A mid-fifty’s introvert behind a computer in a dark room, sheltered from the outside world? A common misconception of a hacker is such.
Hackers come in all shapes, sizes and from various professions. Hackers are usually divided into three groups, which consist of white hat, grey hat and black hat hackers.
White hats are the people private companies, the military or large companies hire to test their systems. A white hat would be paid to breach a system to identify any flaws.
A grey hat is similar in that they could work for companies or the military. However, they work for the highest payer, regardless of the payer’s intentions.
Lastly, we have the black hats. They work strictly for profit, personal gain and/or chaos.
However, all three types of hackers share a common mindset: How do I work my way around this blockade?

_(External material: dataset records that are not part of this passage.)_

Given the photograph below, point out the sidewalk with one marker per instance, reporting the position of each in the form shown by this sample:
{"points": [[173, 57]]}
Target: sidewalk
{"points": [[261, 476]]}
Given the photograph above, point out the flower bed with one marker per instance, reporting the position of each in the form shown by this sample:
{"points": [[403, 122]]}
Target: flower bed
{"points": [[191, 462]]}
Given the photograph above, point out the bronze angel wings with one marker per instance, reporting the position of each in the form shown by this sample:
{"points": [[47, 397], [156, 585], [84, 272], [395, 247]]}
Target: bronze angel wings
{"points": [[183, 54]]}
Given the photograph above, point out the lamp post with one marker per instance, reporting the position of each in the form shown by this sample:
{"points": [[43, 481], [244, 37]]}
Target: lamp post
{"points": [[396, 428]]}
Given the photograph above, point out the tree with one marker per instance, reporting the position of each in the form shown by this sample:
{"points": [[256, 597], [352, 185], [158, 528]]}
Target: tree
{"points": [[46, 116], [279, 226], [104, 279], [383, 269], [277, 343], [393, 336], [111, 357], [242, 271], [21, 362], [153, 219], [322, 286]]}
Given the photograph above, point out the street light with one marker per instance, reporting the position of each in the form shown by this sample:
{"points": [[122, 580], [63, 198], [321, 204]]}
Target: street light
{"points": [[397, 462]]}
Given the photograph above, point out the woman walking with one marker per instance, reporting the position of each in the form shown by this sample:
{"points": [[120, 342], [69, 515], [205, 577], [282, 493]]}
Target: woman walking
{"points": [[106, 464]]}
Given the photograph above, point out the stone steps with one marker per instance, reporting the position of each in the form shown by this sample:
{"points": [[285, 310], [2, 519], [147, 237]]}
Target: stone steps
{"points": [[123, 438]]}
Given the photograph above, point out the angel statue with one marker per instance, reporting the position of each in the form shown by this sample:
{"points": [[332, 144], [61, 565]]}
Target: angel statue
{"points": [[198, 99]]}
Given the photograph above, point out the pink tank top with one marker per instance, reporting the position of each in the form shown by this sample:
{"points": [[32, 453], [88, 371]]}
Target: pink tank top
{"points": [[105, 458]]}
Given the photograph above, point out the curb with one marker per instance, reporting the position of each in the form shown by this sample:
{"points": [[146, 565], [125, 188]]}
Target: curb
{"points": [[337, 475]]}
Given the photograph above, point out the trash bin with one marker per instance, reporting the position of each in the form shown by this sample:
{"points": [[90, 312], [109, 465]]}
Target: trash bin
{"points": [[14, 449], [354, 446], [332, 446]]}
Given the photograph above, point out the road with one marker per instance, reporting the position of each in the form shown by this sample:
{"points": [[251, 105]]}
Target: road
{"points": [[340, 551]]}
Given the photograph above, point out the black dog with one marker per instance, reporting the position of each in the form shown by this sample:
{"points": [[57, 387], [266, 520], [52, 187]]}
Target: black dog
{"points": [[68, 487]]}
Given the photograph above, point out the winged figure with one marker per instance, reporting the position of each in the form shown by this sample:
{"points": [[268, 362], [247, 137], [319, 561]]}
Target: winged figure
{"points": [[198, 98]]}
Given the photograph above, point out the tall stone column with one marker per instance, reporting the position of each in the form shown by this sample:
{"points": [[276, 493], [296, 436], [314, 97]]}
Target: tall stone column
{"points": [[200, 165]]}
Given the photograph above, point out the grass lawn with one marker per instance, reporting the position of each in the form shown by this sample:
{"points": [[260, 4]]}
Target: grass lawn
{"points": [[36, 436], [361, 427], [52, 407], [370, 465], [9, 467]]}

How does this blockade work?
Many students are familiar with the term “life-hacks.” If not, a quick Google search would show simple, ingenious applications of small, common household items, which can be used in alternative ways.
A hacker has that same mind-set. Hackers use the tools that they already possess to find more efficient or alternative ways to achieve their goals.
The person to your left or right could be a hacker. In fact, anyone, even you, could technically be a hacker. No, I am not talking about getting into the Pentagon’s top-secret files or changing your grades here at Piedmont College.
I am talking about using the part of the brain that is activated when one ponders how and why something works.
The term “paradigm” is used to describe a commonly accepted point of view. At one point in time, it was believed that the planets in our solar system, including the sun, orbited around the Earth. Of course, we now know that this is untrue.
However, this idea was once a paradigm, and everyone once believed that the Earth was the center of our solar system.
A hacker-minded person is someone who challenges these paradigms and puts them to the test.
These kinds of innovative minds are what allow the United States to solve problems and create new technology to better the entire human race.
You, the person reading this, come from a unique background with unique knowledge and your own unique way of thinking.
As you work towards obtaining your degree here at Piedmont, don’t be afraid to question why a concept is understood the way it is and look beyond the paradigms of society.
Don’t be afraid to be innovative. Don’t be afraid to think like a hacker.